The Parliamentary Committee tasked with overseeing the law has deeply changed its nature, arguing that the initial version wasn’t respectful of the Constitution, which has raised the Coalition’s anger. An important mobilization took place last Saturday in front of the Parliament, in order to put pressure on the Parliament members before the bill passes. Nisrine Khalil, a member of a feminist organization called Nasawiya, said: “we’re trying to show to the people that the law we’ve always wanted is going to die”.
The proposed legislation has become completely irrelevant
The Parliamentary Committee has made so many amendments and concessions that the proposed legislation has become completely irrelevant:
v  A non-specific text: the bill’s focus on women has been watered down to include the elderly, men and children.
v  The existence of marital rape has been completely denied by the members of the Parliamentary Committee: “There’s nothing called rape between a husband and a wife. It’s called forcing someone violently to have intercourse” said Imad Hout, one of the 8 members.

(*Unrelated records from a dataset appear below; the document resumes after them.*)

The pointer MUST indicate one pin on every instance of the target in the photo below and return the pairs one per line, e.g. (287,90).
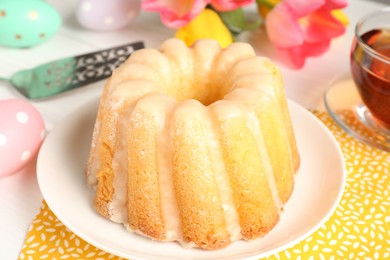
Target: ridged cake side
(194,145)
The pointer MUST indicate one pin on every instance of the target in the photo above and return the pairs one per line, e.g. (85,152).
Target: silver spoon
(65,74)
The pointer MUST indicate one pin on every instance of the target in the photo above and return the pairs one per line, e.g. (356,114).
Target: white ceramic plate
(60,169)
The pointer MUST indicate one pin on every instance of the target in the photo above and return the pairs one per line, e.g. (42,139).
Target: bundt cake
(194,144)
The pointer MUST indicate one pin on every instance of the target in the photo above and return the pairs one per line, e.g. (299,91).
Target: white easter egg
(103,15)
(22,131)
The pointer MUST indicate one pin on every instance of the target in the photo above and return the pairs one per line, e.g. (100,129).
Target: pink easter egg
(21,134)
(103,15)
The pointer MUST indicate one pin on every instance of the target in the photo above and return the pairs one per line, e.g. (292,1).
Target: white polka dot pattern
(359,228)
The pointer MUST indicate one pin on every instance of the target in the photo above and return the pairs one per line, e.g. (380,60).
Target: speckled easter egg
(21,134)
(103,15)
(27,23)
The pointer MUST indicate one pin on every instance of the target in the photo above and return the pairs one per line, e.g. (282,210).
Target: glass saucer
(343,103)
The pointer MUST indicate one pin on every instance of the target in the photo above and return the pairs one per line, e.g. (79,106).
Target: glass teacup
(368,115)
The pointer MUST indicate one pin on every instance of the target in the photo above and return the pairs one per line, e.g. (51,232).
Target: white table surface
(20,197)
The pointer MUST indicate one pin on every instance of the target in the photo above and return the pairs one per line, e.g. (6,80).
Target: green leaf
(236,22)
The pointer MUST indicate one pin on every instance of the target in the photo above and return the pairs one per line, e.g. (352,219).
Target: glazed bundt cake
(194,144)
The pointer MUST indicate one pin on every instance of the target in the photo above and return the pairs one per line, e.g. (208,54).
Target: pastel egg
(103,15)
(21,134)
(27,23)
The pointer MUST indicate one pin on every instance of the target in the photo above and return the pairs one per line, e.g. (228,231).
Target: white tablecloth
(20,197)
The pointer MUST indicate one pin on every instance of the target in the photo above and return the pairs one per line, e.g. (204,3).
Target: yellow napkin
(359,228)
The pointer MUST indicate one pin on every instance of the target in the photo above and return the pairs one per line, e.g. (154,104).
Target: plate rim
(94,102)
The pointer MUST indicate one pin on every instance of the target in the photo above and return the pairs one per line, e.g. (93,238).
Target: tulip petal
(322,26)
(228,5)
(301,8)
(283,28)
(334,4)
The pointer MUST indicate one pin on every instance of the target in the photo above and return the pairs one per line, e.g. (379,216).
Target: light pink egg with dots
(22,131)
(105,15)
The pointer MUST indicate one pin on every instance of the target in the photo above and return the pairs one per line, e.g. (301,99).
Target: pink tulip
(177,13)
(300,29)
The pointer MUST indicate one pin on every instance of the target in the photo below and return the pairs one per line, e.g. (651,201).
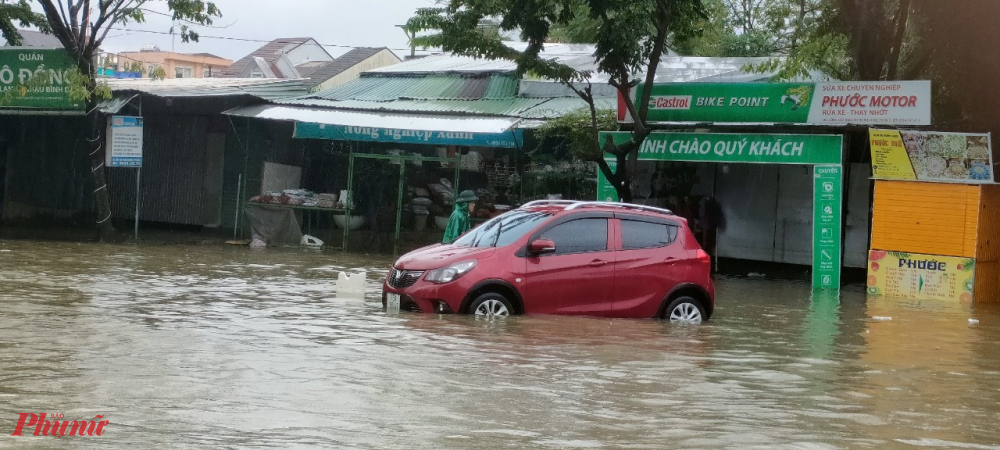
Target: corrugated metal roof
(268,89)
(548,89)
(512,107)
(418,122)
(557,107)
(421,87)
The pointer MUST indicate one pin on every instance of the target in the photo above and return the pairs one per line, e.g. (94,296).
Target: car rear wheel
(491,305)
(684,310)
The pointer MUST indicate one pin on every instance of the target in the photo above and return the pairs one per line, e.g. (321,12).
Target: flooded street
(223,346)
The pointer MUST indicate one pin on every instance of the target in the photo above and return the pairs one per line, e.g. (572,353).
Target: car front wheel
(491,305)
(684,310)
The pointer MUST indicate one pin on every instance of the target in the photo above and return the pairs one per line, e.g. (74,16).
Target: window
(579,236)
(637,235)
(503,230)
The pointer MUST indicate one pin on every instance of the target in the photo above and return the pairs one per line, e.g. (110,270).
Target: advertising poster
(920,277)
(827,215)
(931,156)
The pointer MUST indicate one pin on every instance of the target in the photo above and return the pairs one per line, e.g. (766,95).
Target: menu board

v  The clause establishing a specialised police force for domestic violence cases has been deleted.
v  A new article has been introduced that grants religious bodies priority over civil law to oversee protection.
Through all these amendments the Committee tries to give more power to Lebanon’s main religious authorities, which have all vigorously opposed the bill. Religious authorities currently have jurisdiction over cases of domestic violence and want to maintain that power. If the bill is approved, says Maya al-Ammar of KAFA, it will have “succeeded in silencing the voices of women.” There is not much time left for the Coalition to put pressure on the Parliament members so that the bill won’t pass. Let’s hope for the best.